Benjamin Island
- Interactive map of Benjamin Island

Geography
- Location: Juneau City and Borough, Alaska
- Coordinates: 58°33′44″N 134°54′38″W﻿ / ﻿58.56222°N 134.91056°W
- Archipelago: Alexander Archipelago
- Length: 1.5 mi (2.4 km)
- Width: 0.5 mi (0.8 km)
- Highest elevation: 92 ft (28 m)

Administration
- United States
- State: Alaska
- Borough: Juneau

= Benjamin Island (Alaska) =

Island in Juneau, Alaska

Benjamin Island (or Benjamin Islet) is an island in the City and Borough of Juneau, Alaska, United States. It was named by Captain Lester A. Beardslee of the United States Navy in 1880. Located off the eastern shore of Favorite Channel, it is 25 mi northwest of the city of Juneau.

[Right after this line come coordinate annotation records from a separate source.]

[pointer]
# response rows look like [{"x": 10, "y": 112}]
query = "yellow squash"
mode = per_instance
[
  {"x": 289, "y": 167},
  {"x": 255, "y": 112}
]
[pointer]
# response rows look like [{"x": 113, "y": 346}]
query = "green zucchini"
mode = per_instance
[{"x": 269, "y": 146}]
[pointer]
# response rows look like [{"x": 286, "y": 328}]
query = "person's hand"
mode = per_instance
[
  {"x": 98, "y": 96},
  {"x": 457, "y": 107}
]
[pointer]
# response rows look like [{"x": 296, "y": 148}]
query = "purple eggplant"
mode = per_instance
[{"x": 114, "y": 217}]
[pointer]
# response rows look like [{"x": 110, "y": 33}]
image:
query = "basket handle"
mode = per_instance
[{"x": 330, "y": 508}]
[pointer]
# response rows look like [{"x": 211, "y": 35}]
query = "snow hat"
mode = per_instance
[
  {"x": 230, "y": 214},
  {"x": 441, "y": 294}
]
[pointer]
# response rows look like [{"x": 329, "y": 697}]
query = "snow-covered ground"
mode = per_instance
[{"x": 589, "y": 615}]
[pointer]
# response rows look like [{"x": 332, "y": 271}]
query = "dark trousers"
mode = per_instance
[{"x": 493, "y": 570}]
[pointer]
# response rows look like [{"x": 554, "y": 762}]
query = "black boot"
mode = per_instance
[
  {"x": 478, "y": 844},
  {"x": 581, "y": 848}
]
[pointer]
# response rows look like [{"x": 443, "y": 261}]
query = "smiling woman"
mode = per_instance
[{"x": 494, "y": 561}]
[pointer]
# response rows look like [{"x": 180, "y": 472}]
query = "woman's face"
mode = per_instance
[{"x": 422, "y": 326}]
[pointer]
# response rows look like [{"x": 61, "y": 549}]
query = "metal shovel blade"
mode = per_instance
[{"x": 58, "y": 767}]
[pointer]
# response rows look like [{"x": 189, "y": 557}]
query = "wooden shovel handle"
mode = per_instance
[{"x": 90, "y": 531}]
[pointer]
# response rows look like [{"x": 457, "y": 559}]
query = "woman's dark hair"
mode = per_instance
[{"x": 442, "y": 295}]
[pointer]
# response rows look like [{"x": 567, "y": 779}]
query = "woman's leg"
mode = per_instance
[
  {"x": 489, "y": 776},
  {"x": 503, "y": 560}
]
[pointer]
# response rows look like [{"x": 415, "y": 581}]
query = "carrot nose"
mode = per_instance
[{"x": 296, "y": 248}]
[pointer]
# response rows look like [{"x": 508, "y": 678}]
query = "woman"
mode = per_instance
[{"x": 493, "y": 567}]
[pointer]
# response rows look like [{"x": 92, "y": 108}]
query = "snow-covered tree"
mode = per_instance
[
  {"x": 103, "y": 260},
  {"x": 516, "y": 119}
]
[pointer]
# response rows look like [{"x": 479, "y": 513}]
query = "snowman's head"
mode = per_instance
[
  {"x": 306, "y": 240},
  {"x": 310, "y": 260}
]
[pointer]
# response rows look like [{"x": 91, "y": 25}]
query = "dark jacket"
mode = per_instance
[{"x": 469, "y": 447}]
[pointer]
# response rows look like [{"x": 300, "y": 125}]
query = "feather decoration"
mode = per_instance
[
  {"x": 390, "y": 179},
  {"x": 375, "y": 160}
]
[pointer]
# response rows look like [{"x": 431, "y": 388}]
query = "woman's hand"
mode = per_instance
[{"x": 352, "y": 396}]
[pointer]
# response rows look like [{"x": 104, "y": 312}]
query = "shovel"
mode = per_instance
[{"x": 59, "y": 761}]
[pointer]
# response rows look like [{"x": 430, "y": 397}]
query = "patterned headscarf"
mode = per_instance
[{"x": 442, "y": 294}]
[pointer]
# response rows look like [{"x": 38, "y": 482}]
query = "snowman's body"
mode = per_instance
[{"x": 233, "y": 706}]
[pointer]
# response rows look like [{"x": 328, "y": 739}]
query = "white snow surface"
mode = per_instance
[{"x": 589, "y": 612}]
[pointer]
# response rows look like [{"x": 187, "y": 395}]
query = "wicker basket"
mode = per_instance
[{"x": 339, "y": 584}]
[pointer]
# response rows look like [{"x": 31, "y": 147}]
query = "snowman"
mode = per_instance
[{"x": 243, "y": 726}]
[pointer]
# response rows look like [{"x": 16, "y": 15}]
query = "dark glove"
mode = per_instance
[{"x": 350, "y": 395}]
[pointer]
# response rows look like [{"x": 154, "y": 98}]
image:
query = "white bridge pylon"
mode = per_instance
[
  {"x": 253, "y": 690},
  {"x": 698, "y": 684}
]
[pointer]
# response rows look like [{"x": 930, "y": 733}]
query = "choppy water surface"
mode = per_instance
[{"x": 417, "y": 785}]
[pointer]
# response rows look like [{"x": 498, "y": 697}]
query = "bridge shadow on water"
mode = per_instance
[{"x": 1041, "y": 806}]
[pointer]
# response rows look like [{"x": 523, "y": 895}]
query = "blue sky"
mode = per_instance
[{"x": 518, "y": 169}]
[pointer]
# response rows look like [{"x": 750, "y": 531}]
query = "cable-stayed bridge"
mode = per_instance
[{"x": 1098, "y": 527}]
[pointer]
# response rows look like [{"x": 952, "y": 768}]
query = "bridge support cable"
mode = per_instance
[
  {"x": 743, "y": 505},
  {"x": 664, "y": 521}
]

Benjamin Island is 1.5 mi long and 0.5 mi wide. It is about 0.75 mi north of the Sentinel Island Light and 0.25 mi south of North Island; it is one of the northernmost islands in Favorite Channel. The island is a part of the Channel Islands State Marine Park; it is used for picnicking and camping.

==History==
The Canadian Pacific Railway's SS Princess Sophia grounded on Vanderbilt Reef to the north early in the morning of October 24, 1918, in the midst of a snowstorm. The United States Lighthouse Service tender Cedar, captained by John W. Ledbetter, had taken up shelter at a cove of Benjamin Island when it received word of the passenger liner's plight at 14:00 that day. The Cedar left Benjamin Island almost immediately but did not reach the reef until 22:00.

==Wildlife==
Humpback whales and Steller sea lions live in the area of the island. A cow moose was noted on the island in 2005.

A joint project between the National Marine Fisheries Service and the University of Alaska Fairbanks placed cameras on the island for the purposes of studying the sea lions.